Richter composed the original soundtrack for the HBO series The Leftovers, created by Damon Lindelof and Tom Perrotta, which was premiered in June 2014. Some of these compositions are included in the albums Memoryhouse and The Blue Notebooks.[75] He also composed the score for the WW1 feature film Testament of Youth in 2014.
In 2016, Richter composed the score to "Nosedive", an episode of Charlie Brooker's Black Mirror. Also that year, he scored Luke Scott's debut feature Morgan and the political thriller Miss Sloane, while his piece "On the Nature of Daylight" opened and closed Denis Villeneuve's film Arrival. "On the Nature Of Daylight" also closes episode 7 of Castle Rock, "The Queen". He composed all the music in BBC One's drama Taboo which was broadcast in January and February 2017.[76]
In 2017, The Current War used Richter's "Spring 1".[77]
In 2017, documentary film maker Nancy Buirski used the track combining Dinah Washington's "This Bitter Earth" with Richter's "On The Nature of Daylight", first heard in Shutter Island, in her film The Rape of Recy Taylor.[78]
In December 2017, an excerpt of Recomposed by Max Richter: Vivaldi – The Four Seasons was used in The Crown season 2 as the theme for Princess Margaret's (Vanessa Kirby) turbulent courtship with photographer Anthony Armstrong-Jones (Matthew Goode).
In 2018, Richter composed music for the films Hostiles by Scott Cooper starring Christian Bale and Rosamund Pike, White Boy Rick starring Matthew McConaughey, the German film Never Look Away, and Mary Queen of Scots starring Saoirse Ronan and Margot Robbie. He also composed music for the mini-series My Brilliant Friend on HBO.
In 2019, Richter scored the film Ad Astra starring Brad Pitt with additional music by Nils Frahm and Lorne Balfe. An excerpt of his rendition of Dona nobis pacem was used for the fifth season of the BBC series Peaky Blinders created by Steven Knight.[79]

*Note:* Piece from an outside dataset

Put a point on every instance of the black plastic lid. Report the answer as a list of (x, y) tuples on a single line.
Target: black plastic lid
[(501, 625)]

In 2021, his piece "On The Nature of Daylight" was, yet again, used in a TV show The Handmaid's Tale for a scene in season 4, episode 9. Interestingly, three years earlier Elisabeth Moss, the lead actress of the show, starred in Richter's music video of the same piece. As a director of the episode, as well as the star, Moss specifically chose the piece.[80][81]
In October 2021, Richter composed the original score for the Apple TV series Invasion.[82]
In 2023 the track "On The Nature of Daylight" was featured in the third episode of the HBO series The Last of Us.[83]
Ballet, opera and stage works[edit]
Richter wrote the score to Infra as part of a Royal Ballet-commissioned collaboration with choreographer Wayne McGregor and artist Julian Opie. The production was staged at the Royal Opera House in London in 2008. In 2011, Richter composed a chamber opera based on neuroscientist David Eagleman's book Sum: Forty Tales from the Afterlives. The opera was choreographed by Wayne McGregor and premiered at the Royal Opera House Linbury Studio Theatre in 2012. The piece received positive reviews, with London's Evening Standard saying "[it] fits together rather beautifully".[84] Their collaboration continued in April 2014 with Wayne McGregor's 'Kairos'; a ballet set to Richter's recomposition of the Four Seasons and part of a collaborative program involving three different choreographers titled 'Notations' with Ballett Zürich.[85] In 2015 Richter and McGregor collaborated again on a new full-length ballet, Woolf Works, inspired by three novels by Virginia Woolf.[86]
Crystal Pite has also choreographed a ballet to Richter's Vivaldi Recomposed, titled The Seasons' Canon, which premiered at the Opera National de Paris in 2016.[87] Sol Leon and Paul Lightfoot choreographed a piece to Richter's "Exiles" for the Nederlands Dans Theater.[88]
In 2012/13, Richter contributed music to The National Theatre of Scotland's production of Macbeth, starring Alan Cumming. The play opened at New York's Lincoln Centre and subsequently moved to Broadway.[89] The company had previously used Richter's "Last Days" in their acclaimed production of Black Watch.
Richter worked on a project based on Samuel Barber’s Adagio for Strings and Antonio Vivaldi's The Four Seasons and made a ballet with artist Idris Khan.[90]
Richter was called upon again[91] by past collaborator Wayne McGregor to score and produce an adaptation of Margaret Atwood's MaddAddam trilogy commissioned by the National Ballet of Canada and The Royal Ballet in 2022, wherein his orchestral and electronically produced compositions, both alone and together, help to realize Atwood's dystopian vision.
Other collaborations[edit]
In 2010, Richter's soundscape The Anthropocene formed part of Darren Almond's film installation at the White Cube gallery in London. The composer has also collaborated with digital art collective Random International on two projects, contributing scores to the installations Future Self (2012),[92] staged at the MADE space in Berlin, and Rain Room (2012/13) at London's Barbican Centre[93] and MOMA, in New York.[94]
Personal life[edit]
Richter met visual artist Yulia Mahr at the Edinburgh Festival in 1988. They began living together, in Islington, London, in 1993 and went on to have three children, born in 1998, 1999 and 2008. They married in 2003 and celebrated with a garden party.[95]
The couple lives in Oxfordshire[96][97][98] and their three children, two black Labradors and a cat.[99] They have previously also lived in Edinburgh and Berlin.[99]